Burlando resiste, ma ora è ostaggio di compagni e centristi

Il governatore viene rieletto, ma per battere Biasotti è obbligato a far convivere gli opposti. Primo ricatto: la sua vice sarà la dipietrista Fusco

Burlando resiste, ma ora è ostaggio di compagni e centristi

Claudio Burlando, Pd, alla testa di una coalizione di centrosinistra particolarmente eterogenea allargata all’Udc, vince 52 a 48 l’elezione contro Sandro Biasotti, alfiere del centrodestra, e si conferma governatore della Liguria, ma comincia subito a perdere potere a favore di Italia dei valori. Il partito di Antonio Di Pietro e, in Liguria, di Giovanni Paladini, è protagonista nella regione rossa di un’affermazione notevole e ottiene oltre l’8 per cento dei consensi - a fronte dell’1,3 delle scorse amministrative - in buona parte proprio a scapito del partito del presidente riconfermato della Regione. Tanto che i dipietrini già mettono le mani avanti e, fin dalle prime dichiarazioni di euforia post-scrutinio, fanno chiaramente capire di pretendere la poltrona di vicepresidente della giunta, a favore di Marylin Fusco, giovane e rampante pin up del consiglio regionale uscente.

A proposito dell’Idv, per dare solo un’idea del tipo di gratificazione «indiretta» ricevuta dal partito: tra i candidati eletti nel listino legato al presidente Burlando, c’è anche la hostess paladina delle lotte dei precari Alitalia, Maruska Piredda.
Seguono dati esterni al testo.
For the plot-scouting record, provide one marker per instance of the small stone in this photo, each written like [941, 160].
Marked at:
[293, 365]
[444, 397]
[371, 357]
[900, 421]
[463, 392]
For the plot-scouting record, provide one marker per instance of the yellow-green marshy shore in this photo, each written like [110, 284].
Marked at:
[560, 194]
E dire che la candidatura della pasionaria aveva provocato parecchi maldipancia nell’Idv, e lo stesso Di Pietro a Genova l’aveva dovuta difendere come «una candidatura di cui essere orgogliosi».
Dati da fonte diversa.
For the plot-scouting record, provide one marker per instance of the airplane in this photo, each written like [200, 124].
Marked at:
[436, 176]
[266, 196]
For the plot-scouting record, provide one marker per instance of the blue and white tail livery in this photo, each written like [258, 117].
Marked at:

Esce ridimensionata, invece, l’Udc di Pier Ferdinando Casini e, a livello locale, di Rosario Monteleone che qui aveva scelto di apparentarsi con il centrosinistra, ufficialmente «per fermare l’espansione della Lega anche in Liguria». L’ambizione di rappresentare l’ago della bilancia è stata sconfitta dagli elettori che hanno attribuito all’Unione di centro meno del 4 per cento dei voti, pochi centesimi in più delle regionali del 2005 quando il partito era parte integrante della coalizione di centrodestra.

Lo spostamento dei suffragi, se non è servito al «decollo» dell’Udc, è bastato però - lo ha immediatamente sottolineato anche il ministro dello Sviluppo economico Claudio Scajola, leader riconosciuto del Pdl in Liguria - a determinare in pratica il risultato a scapito di Biasotti, nonostante la buona affermazione del Popolo della libertà (oltre il 28 per cento, più del Partito democratico a livello ligure) e della lista civica che si ispirava al candidato del centrodestra (oltre il 6 per cento).

Non è stata nemmeno sufficiente, comunque, per Biasotti - che, dopo essersi complimentato con l’avversario, ha annunciato di rinunciare al seggio in Regione per restare a «lavorare come deputato» - l’affermazione indiscutibile del Carroccio che, al di là dell’analisi partigiana dei rappresentanti dell’Udc, supera il 10 per cento, oltre sei punti in più di quanto aveva ottenuto nel 2005.
Sul fronte opposto, al di là delle dichiarazioni ufficiali e dell’esaltazione contingente per la vittoria, si apre uno scenario non certo in discesa: una maggioranza che va dall’Udc a Rifondazione comunista, con tutto quello che comporta nel momento in cui si dovranno affrontare problemi come la difesa della famiglia o la scuola privata, si presenta tutt’altro che omogenea. Senza contare la citata spina nel fianco di Italia dei valori.

In generale, l’analisi dei dati di queste elezioni regionali testimonia chiaramente che è proseguita la progressiva erosione del «potere rosso» in una regione che aveva garantito per decenni maggioranze bulgare alla sinistra.

Eppure, evidentemente tale erosione non è ancora arrivata a rovesciare in modo stabile e soprattutto irreversibile la situazione, come era riuscito infatti in una sola occasione, alle regionali del 2000, con l’allora uomo nuovo Sandro Biasotti. Ieri, tutta un’altra storia.